Vetri is a 1984 Indian Tamil-language action crime film directed by S. A. Chandrasekaran, starring Vijayakanth in the main lead role. The music was composed by Shankar–Ganesh. S. A. Chandrasekhar's son, Vijay, also plays a cameo role as a child artist, making it his first ever on-screen performance. The film was a remake of the director's own 1983 Kannada film Geluvu Nannade. The film was released on 17 February 1984.

== Plot ==

A young student, Vijay, loves challenges and bets, and uses any means to win them. He makes a bet with his friend, Arun a fellow prankster, and cruelly in order to win the challenge, captures a girl named Shanti inside a guest house for three days. For this prank, Arun is expelled from college by Professor Ramanajam.

In a subsequent scene, a young woman called Lalitha goes to the teacher's house and gets raped by him, then commits suicide in despair.

Appusami, Lalitha's brother, wants revenge for his sister's death, and asks his friend Vijay to kill the rapist Ramanajam. Unbeknownst to them, Vijay's friend Arun is listening into their conversation, and also wants revenge.

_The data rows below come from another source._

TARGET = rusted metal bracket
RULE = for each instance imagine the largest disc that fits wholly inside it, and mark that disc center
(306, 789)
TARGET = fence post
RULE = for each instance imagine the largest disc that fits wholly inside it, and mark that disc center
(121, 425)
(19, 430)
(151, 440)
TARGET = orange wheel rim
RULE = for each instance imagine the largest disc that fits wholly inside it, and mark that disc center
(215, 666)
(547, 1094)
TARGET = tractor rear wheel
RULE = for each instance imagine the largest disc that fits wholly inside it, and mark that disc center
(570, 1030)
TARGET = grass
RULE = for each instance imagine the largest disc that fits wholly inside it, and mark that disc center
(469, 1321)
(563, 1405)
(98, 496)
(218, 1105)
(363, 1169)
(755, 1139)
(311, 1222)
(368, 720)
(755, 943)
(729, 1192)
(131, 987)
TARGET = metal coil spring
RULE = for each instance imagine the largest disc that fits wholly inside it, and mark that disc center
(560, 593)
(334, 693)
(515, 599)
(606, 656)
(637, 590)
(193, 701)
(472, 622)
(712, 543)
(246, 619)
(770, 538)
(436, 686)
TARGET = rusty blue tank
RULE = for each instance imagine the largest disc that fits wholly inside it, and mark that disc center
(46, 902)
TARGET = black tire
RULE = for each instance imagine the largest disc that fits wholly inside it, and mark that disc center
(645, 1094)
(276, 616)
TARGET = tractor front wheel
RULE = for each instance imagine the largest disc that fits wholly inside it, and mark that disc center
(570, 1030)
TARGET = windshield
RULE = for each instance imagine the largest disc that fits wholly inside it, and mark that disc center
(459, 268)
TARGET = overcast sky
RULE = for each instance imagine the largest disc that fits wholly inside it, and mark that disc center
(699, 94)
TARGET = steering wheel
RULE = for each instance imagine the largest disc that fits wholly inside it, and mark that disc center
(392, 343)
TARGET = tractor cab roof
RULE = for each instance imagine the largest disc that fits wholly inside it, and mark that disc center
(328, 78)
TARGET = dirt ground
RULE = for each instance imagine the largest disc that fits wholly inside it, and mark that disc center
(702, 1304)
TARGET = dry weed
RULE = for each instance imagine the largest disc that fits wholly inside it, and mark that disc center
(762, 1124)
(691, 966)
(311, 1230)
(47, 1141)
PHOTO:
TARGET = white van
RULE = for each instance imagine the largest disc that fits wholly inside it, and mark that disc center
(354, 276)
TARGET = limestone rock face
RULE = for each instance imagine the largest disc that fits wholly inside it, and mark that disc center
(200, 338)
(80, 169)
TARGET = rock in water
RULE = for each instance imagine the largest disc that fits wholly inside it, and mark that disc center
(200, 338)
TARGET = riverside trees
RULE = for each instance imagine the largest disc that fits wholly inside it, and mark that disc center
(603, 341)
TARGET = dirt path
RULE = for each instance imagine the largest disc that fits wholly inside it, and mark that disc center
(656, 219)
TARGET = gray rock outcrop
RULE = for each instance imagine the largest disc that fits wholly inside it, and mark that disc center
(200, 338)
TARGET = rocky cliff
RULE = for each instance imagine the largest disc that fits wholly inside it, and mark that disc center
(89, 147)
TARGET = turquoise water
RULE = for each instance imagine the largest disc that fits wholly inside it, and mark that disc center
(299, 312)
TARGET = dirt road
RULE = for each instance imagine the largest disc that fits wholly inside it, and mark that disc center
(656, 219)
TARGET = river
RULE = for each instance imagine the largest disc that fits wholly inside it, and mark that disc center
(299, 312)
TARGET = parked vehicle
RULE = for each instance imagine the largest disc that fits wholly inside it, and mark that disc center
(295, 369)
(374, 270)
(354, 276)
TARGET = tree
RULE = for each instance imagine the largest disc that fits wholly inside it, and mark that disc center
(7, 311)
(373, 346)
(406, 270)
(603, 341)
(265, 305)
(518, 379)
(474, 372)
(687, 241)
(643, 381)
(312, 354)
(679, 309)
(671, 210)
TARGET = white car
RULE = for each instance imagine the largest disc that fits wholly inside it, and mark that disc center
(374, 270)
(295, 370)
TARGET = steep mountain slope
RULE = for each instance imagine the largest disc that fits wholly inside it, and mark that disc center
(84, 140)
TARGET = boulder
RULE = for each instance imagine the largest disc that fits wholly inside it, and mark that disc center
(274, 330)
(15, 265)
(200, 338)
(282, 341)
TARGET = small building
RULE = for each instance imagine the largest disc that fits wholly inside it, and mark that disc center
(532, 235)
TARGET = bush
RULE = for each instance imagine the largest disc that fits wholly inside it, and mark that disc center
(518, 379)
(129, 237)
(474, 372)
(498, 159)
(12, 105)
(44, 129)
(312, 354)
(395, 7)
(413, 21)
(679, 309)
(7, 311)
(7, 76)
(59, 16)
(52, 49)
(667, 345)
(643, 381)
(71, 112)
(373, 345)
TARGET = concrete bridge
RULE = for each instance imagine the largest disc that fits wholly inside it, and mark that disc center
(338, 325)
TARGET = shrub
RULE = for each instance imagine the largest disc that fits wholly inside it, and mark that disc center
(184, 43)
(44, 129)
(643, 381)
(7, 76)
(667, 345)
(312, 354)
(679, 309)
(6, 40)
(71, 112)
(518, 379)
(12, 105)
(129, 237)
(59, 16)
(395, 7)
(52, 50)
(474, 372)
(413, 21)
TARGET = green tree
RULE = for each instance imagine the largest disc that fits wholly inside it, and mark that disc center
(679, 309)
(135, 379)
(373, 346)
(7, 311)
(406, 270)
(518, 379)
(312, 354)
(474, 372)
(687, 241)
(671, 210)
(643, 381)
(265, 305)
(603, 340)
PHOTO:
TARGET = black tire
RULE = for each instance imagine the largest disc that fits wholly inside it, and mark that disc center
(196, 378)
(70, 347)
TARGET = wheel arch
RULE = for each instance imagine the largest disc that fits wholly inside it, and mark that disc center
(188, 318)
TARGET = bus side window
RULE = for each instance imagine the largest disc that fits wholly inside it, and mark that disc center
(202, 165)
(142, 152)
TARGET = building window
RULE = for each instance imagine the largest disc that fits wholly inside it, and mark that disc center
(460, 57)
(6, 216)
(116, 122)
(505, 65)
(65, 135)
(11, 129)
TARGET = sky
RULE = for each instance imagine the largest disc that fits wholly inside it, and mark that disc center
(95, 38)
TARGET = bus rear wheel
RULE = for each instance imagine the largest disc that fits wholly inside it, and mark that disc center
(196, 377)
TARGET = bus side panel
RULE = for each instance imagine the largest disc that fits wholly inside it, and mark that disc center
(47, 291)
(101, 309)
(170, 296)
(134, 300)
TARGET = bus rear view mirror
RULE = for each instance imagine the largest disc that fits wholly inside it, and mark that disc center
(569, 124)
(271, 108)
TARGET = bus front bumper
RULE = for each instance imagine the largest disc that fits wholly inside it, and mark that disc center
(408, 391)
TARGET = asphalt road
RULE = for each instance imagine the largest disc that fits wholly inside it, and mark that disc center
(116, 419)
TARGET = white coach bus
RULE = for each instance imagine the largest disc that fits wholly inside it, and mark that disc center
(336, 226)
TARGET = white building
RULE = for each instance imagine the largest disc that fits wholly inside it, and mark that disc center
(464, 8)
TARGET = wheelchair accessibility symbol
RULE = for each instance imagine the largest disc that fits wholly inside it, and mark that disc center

Vetri goes to the rapist's house, but cannot do it - he asks Ramanajam to pretend to be dead instead. Arun arrives, and Vetri tells him that Appusami asked him to kill for a challenge. Arun kills the teacher without anyone knowing it and escapes.

While Vetri is being prosecuted by the police, it is Arun's father, Dharmaraj, who reveals that the rapist has been killed.
Vetri is accused in court, but he reports that when he was a child, he denounced Dharmaraj for an attempt on his father, but the judge did not act, and the accusation is part of a scheme. Finally, the supreme court releases him, and Vetri is pardoned and was released.

==Production==
Chandrasekhar initially planned to remake his Kannada film Geluvu Nannade as Vetri Namadhe with Vijayakanth and Mohan in lead roles; however the project was shelved after Mohan left the film. The film was launched at Prasad Studios along with song recording in 1983.

== Soundtrack ==
All songs were composed by Shankar–Ganesh.

| Title | Singer(s) | Length |
|---|---|---|
| "Oorengum" | S. N. Surendar, Vani Jairam | 04:10 |
| "Aathi Aathi" | S. N. Surendar | 04:26 |
| "Kaaval Purinthavan" | S. N. Surendar, Vani Jairam | 03:40 |
| "Munthaa Naa" | Vani Jairam | 04:40 |
| "Thai Mel Aanai" | Malaysia Vasudevan | 04:16 |

== Reception ==
Jayamanmadhan of Kalki praised the performances of Y. G. Mahendran and Vennira Aadai Moorthy.